9.6.  Blocking Locks

   Some clients require the support of blocking locks.  While NFSv4.1
   provides a callback when a previously unavailable lock becomes
   available, this is an OPTIONAL feature and clients cannot depend on
   its presence.  Clients need to be prepared to continually poll for
   the lock.  This presents a fairness problem.  Two of the lock types,
   READW_LT and WRITEW_LT, are used to indicate to the server that the
   client is requesting a blocking lock.  When the callback is not used,
   the server should maintain an ordered list of pending blocking locks.
   When the conflicting lock is released, the server may wait for the
   period of time equal to lease_time for the first waiting client to
   re-request the lock.  After the lease period expires, the next
   waiting client request is allowed the lock.  Clients are required to
   poll at an interval sufficiently small that it is likely to acquire
   the lock in a timely manner.  The server is not required to maintain
   a list of pending blocked locks as it is used to increase fairness
   and not correct operation.  Because of the unordered nature of crash
   recovery, storing of lock state to stable storage would be required
   to guarantee ordered granting of blocking locks.

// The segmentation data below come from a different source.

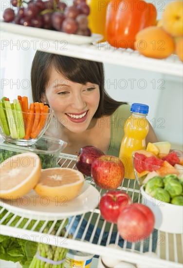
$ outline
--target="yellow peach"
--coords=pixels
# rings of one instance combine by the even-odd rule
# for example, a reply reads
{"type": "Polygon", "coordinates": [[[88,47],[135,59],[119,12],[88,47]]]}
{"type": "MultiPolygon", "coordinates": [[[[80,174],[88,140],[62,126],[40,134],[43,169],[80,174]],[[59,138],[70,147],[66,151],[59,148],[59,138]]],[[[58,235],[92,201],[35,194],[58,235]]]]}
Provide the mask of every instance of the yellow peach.
{"type": "Polygon", "coordinates": [[[173,38],[162,27],[146,27],[139,32],[135,38],[136,49],[146,57],[165,58],[173,53],[175,49],[173,38]]]}

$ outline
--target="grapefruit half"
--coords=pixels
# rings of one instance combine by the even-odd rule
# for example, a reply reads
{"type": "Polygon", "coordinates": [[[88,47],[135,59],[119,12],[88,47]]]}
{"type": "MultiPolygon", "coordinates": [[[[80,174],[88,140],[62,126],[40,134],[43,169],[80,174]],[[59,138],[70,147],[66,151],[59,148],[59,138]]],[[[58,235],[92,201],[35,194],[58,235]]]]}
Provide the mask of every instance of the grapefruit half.
{"type": "Polygon", "coordinates": [[[0,163],[0,197],[17,199],[37,184],[41,170],[39,156],[24,153],[7,158],[0,163]]]}
{"type": "Polygon", "coordinates": [[[83,174],[69,168],[53,168],[41,170],[38,184],[34,188],[40,196],[63,202],[73,199],[79,193],[84,182],[83,174]]]}

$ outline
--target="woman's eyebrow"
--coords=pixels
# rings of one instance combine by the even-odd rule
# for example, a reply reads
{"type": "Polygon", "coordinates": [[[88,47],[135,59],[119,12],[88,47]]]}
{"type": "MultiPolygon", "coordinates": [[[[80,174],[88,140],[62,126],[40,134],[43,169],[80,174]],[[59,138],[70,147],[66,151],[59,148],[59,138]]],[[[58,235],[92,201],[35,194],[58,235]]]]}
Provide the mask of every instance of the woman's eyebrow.
{"type": "Polygon", "coordinates": [[[53,88],[58,88],[58,87],[63,87],[63,86],[65,86],[67,87],[70,87],[70,86],[69,85],[66,84],[66,83],[65,83],[64,84],[55,83],[55,85],[53,86],[53,88]]]}

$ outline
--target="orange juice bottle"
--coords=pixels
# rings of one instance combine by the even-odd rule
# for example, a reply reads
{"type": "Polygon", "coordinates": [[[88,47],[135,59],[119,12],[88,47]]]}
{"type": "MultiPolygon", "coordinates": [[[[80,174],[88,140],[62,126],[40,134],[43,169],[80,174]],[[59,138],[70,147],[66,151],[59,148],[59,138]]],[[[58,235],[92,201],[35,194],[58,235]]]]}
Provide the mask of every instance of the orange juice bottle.
{"type": "Polygon", "coordinates": [[[106,40],[106,18],[109,0],[87,0],[90,13],[88,17],[92,33],[99,34],[106,40]]]}
{"type": "Polygon", "coordinates": [[[146,118],[148,108],[146,104],[133,103],[130,110],[131,115],[125,123],[125,135],[121,142],[119,157],[125,166],[125,178],[128,179],[135,178],[133,152],[146,149],[146,137],[149,131],[149,123],[146,118]]]}

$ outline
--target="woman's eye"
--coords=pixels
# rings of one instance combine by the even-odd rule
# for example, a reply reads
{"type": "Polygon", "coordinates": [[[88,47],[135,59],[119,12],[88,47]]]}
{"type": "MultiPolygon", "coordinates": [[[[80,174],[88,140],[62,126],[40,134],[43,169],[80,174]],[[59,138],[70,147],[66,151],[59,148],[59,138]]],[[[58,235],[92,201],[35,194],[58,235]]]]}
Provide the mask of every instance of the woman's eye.
{"type": "Polygon", "coordinates": [[[87,88],[85,90],[86,91],[92,91],[92,90],[93,90],[95,88],[87,88]]]}
{"type": "Polygon", "coordinates": [[[58,95],[66,95],[68,93],[67,91],[62,91],[58,93],[58,95]]]}

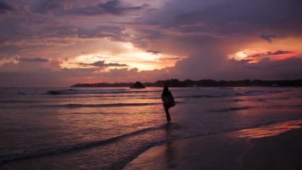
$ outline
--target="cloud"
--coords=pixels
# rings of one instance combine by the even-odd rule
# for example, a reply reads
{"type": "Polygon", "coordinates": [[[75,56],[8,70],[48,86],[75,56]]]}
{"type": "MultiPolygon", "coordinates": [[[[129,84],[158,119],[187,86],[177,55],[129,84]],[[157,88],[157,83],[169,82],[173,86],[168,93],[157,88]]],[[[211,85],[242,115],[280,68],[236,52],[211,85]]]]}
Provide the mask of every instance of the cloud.
{"type": "Polygon", "coordinates": [[[161,60],[161,61],[164,61],[164,60],[179,60],[181,58],[180,57],[173,57],[173,58],[159,58],[157,59],[156,60],[161,60]]]}
{"type": "Polygon", "coordinates": [[[7,55],[7,56],[0,56],[0,60],[19,60],[20,57],[18,55],[7,55]]]}
{"type": "Polygon", "coordinates": [[[271,43],[273,42],[272,38],[277,38],[278,36],[275,35],[269,35],[269,34],[261,34],[260,36],[260,38],[267,41],[268,42],[271,43]]]}
{"type": "Polygon", "coordinates": [[[1,14],[5,13],[8,11],[12,10],[13,9],[12,7],[10,5],[0,1],[0,15],[1,14]]]}
{"type": "Polygon", "coordinates": [[[39,57],[36,57],[33,59],[30,58],[20,58],[19,60],[22,62],[48,62],[48,59],[43,59],[39,57]]]}
{"type": "Polygon", "coordinates": [[[248,57],[257,57],[272,56],[272,55],[274,55],[287,54],[292,54],[292,53],[294,53],[293,51],[279,50],[279,51],[277,51],[274,53],[269,51],[269,52],[267,52],[265,53],[255,54],[253,54],[252,55],[249,55],[248,57]]]}
{"type": "Polygon", "coordinates": [[[151,53],[152,54],[153,54],[153,55],[157,55],[158,54],[161,53],[161,52],[160,52],[160,51],[151,50],[147,50],[146,52],[147,53],[151,53]]]}
{"type": "Polygon", "coordinates": [[[113,0],[95,5],[73,9],[71,11],[71,13],[89,16],[106,14],[120,15],[130,12],[138,12],[146,9],[149,6],[149,5],[147,3],[143,3],[142,5],[138,6],[130,6],[123,4],[119,0],[113,0]]]}
{"type": "Polygon", "coordinates": [[[78,63],[79,65],[82,66],[92,66],[98,67],[129,67],[129,66],[125,64],[119,64],[119,63],[108,63],[105,64],[105,60],[99,61],[93,63],[78,63]]]}

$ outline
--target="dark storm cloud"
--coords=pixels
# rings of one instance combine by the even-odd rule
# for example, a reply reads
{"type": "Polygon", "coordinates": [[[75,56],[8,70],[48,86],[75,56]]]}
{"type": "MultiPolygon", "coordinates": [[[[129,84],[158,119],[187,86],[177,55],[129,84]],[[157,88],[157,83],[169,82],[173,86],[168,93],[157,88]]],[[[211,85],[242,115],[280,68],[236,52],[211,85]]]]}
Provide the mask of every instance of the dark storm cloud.
{"type": "Polygon", "coordinates": [[[277,51],[274,53],[269,51],[269,52],[267,52],[265,53],[255,54],[254,55],[248,56],[248,57],[256,57],[267,56],[272,56],[272,55],[274,55],[287,54],[292,54],[292,53],[294,53],[293,51],[279,50],[279,51],[277,51]]]}
{"type": "Polygon", "coordinates": [[[20,58],[19,60],[26,62],[48,62],[48,59],[43,59],[39,57],[36,57],[33,59],[20,58]]]}
{"type": "Polygon", "coordinates": [[[268,42],[273,42],[272,38],[277,38],[277,36],[276,35],[268,35],[268,34],[261,34],[260,36],[260,38],[267,41],[268,42]]]}
{"type": "Polygon", "coordinates": [[[139,11],[147,8],[148,6],[149,5],[146,3],[143,3],[142,5],[138,6],[129,6],[123,4],[121,0],[113,0],[95,5],[74,9],[71,11],[71,12],[74,14],[89,16],[105,14],[119,15],[129,12],[139,11]]]}
{"type": "Polygon", "coordinates": [[[151,53],[152,54],[154,54],[154,55],[157,55],[158,54],[161,53],[161,51],[155,51],[155,50],[147,50],[146,52],[147,52],[147,53],[151,53]]]}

   Servers may also note the lock types and delay returning denial of
   the request to allow extra time for a conflicting lock to be
   released, allowing a successful return.  In this way, clients can
   avoid the burden of needless frequent polling for blocking locks.
   The server should take care in the length of delay in the event the
   client retransmits the request.

   If a server receives a blocking LOCK operation, denies it, and then
   later receives a nonblocking request for the same lock, which is also
   denied, then it should remove the lock in question from its list of
   pending blocking locks.  Clients should use such a nonblocking
   request to indicate to the server that this is the last time they
   intend to poll for the lock, as may happen when the process
   requesting the lock is interrupted.  This is a courtesy to the
   server, to prevent it from unnecessarily waiting a lease period
   before granting other LOCK operations.  However, clients are not
   required to perform this courtesy, and servers must not depend on
   them doing so.  Also, clients must be prepared for the possibility
   that this final locking request will be accepted.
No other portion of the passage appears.